F1 is often presented as a team sport. This is usually by people who quite rightly wish to share their feats with the people whose hard work made those achievement possible. On occasion, and less salubriously, it is portrayed so to divide and so dilute blame for failure, or provide excuses for blatant favouritism. Human nature, perhaps. Nonetheless, it is standard diktat at season’s start that the drivers’ championship is absolutely no more significant than the constructors’ championship.

Motivation for the boys and girls in the pit and in the factory? Undoubtedly. They compete for the prize, not just for the driver; the driver is part of the team and does a job just like any other team member; the other driver works with the engineers and his team mate to develop and extract the best from the car. Everyone shares the blame if they lose – basic sports psychology – and everyone gets the glory if they win.

Or do they? Two instances this weekend suggest that this is patently not the case. Firstly, Felipe Massa – in his position as in-house Ferrari whipping boy – had a gearbox sabotaged so that he would incur a penalty, and his team mate would be promoted one slot to the clean side of the grid. (Ethics of this to one side for a moment please). Now, there is an argument that a world title for Alonso would be better for the team than nothing this year. But at this race, with Massa’s evident speed, it would have been better for Massa’s whole side of the garage, at this late stage of the year, to have a morale-boosting podium. Ferrari, the very organisation which continually espouse the merits of teamwork and the primacy of the marque, had put all their eggs in one basket, on one driver. They sabotaged half the team for the other half. Is that teamwork?
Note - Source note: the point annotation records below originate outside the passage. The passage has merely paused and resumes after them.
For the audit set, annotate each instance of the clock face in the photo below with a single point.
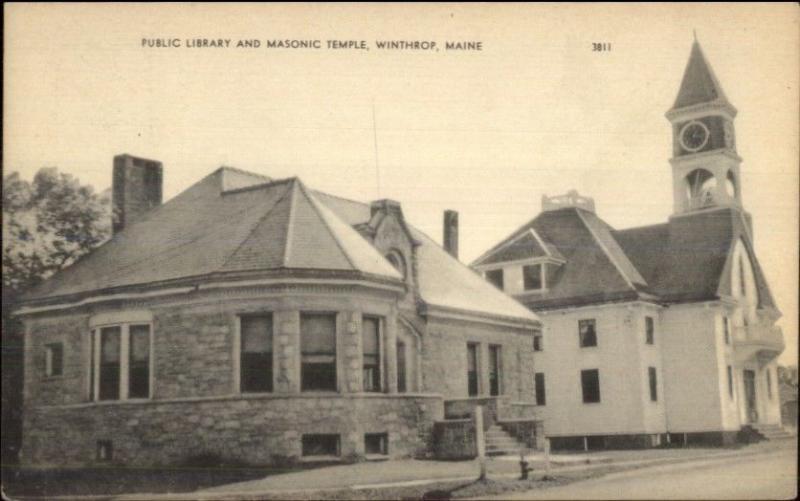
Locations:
(729, 137)
(694, 136)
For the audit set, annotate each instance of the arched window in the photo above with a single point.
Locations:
(395, 257)
(700, 188)
(730, 185)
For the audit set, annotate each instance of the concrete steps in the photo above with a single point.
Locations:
(500, 443)
(771, 431)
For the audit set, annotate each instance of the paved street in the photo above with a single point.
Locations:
(765, 476)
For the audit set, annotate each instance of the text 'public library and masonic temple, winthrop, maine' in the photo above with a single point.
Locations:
(262, 320)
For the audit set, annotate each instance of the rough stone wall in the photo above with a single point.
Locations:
(263, 430)
(454, 439)
(444, 358)
(69, 388)
(193, 355)
(195, 406)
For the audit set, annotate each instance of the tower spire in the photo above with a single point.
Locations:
(699, 84)
(705, 166)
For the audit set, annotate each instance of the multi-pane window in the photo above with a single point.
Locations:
(371, 334)
(587, 333)
(590, 385)
(495, 277)
(121, 362)
(769, 383)
(54, 359)
(495, 369)
(541, 397)
(376, 443)
(318, 444)
(472, 369)
(318, 352)
(538, 341)
(401, 367)
(730, 381)
(139, 361)
(726, 329)
(255, 358)
(109, 363)
(651, 373)
(532, 277)
(649, 330)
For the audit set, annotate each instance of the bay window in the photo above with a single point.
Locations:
(318, 352)
(371, 335)
(255, 355)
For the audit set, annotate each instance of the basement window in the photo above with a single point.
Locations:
(105, 450)
(321, 445)
(650, 330)
(473, 386)
(653, 379)
(541, 398)
(54, 359)
(587, 332)
(376, 444)
(538, 341)
(590, 384)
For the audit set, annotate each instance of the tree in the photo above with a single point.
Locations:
(47, 225)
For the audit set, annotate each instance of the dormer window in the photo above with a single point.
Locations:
(396, 259)
(495, 277)
(532, 277)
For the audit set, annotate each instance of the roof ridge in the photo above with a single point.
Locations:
(504, 241)
(339, 197)
(259, 186)
(252, 230)
(640, 227)
(241, 171)
(609, 254)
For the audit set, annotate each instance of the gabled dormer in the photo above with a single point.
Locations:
(390, 235)
(523, 265)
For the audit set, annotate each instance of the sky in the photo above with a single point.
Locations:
(535, 112)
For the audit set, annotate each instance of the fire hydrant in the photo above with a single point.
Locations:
(523, 466)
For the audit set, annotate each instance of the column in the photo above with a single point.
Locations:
(390, 336)
(286, 346)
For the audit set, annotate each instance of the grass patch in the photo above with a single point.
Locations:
(114, 480)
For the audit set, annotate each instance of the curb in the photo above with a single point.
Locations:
(259, 494)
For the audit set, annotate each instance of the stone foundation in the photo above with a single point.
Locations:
(256, 430)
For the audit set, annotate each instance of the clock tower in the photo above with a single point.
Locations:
(705, 166)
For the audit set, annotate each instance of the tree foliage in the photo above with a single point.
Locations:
(47, 225)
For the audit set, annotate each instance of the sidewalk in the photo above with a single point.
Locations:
(387, 474)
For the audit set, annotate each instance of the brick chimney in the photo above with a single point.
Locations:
(450, 238)
(137, 188)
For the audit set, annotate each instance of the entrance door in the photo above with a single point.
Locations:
(750, 395)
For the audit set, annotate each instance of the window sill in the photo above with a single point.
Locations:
(248, 396)
(320, 459)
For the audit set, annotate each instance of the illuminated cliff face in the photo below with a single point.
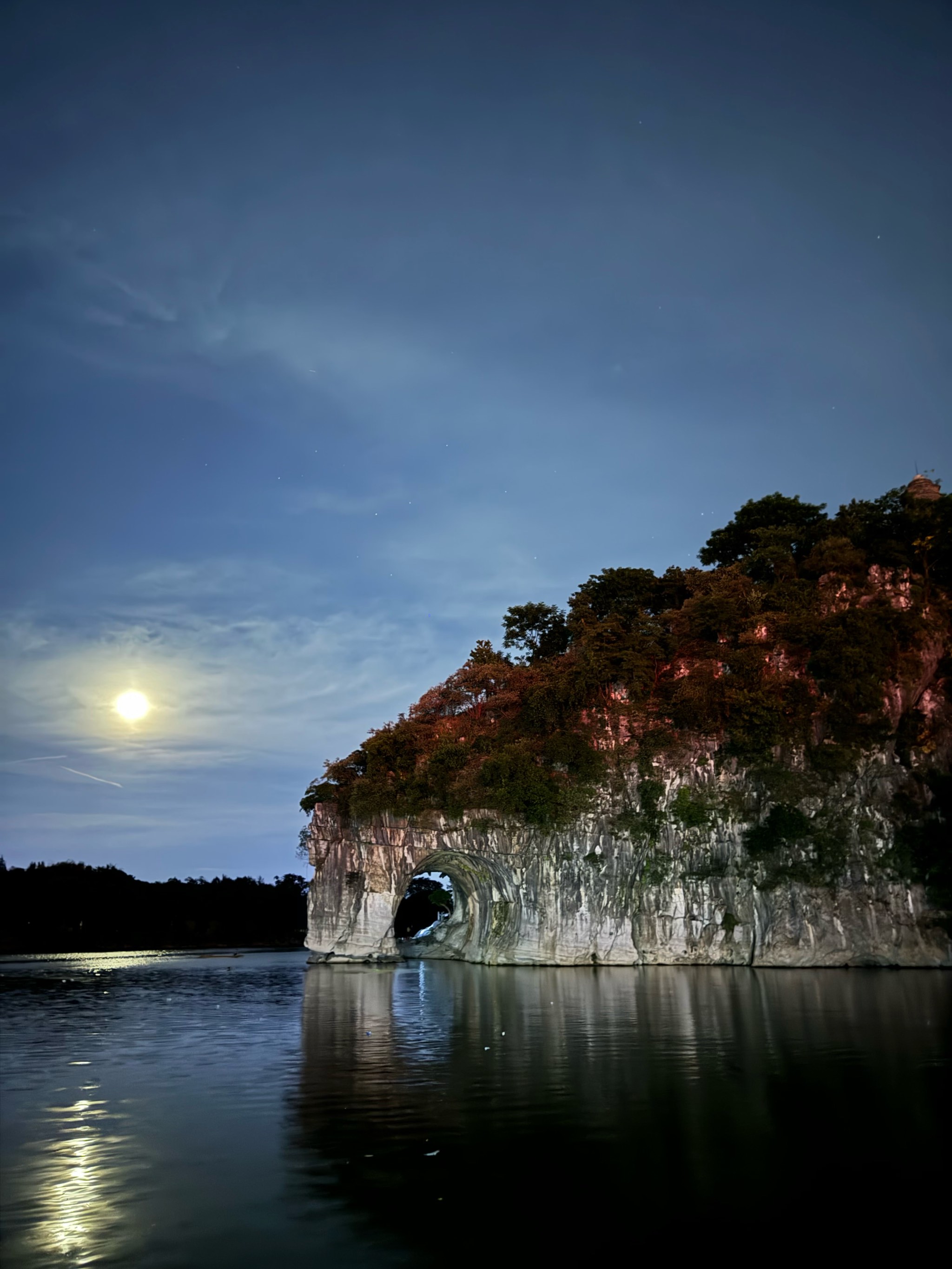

Debatable, perhaps. But what was much less unequivocal was the Red Bull pitwall moments after becoming one of the very few teams in F1 history to take three consecutive constructors’ titles. Abject disappointment all round. Then – realising the cameras were on them – muted smiles and the odd backslap. Ted Kravitz on Sky tried to jazz up the rather embarrassing situation by prompting Christian Horner into saying that he was disappointed because they were racers and their car hadn’t won the race. Not so. They were only partly disappointed because the car hadn’t won the race. There was also major disappointment because their driver had had a poor race; because their driver’s grip on the drivers’ title was being shaken. And the three constructors’ titles? No time for that just now.

No value judgement to be made, there, though, it must be said – and criticism of Red Bull is neither stated nor implied. We would all be the same. Nevertheless it is interesting to note that at the last, when it comes down to it, a drivers’ championship driver’s one place benefit grid slot is more important than half a garage’s work to make a great car for qualifying; and a drivers’ championship driver’s slip from first to second is more important than an historic team achievement.

The car’s the star? Perhaps not. The driver is.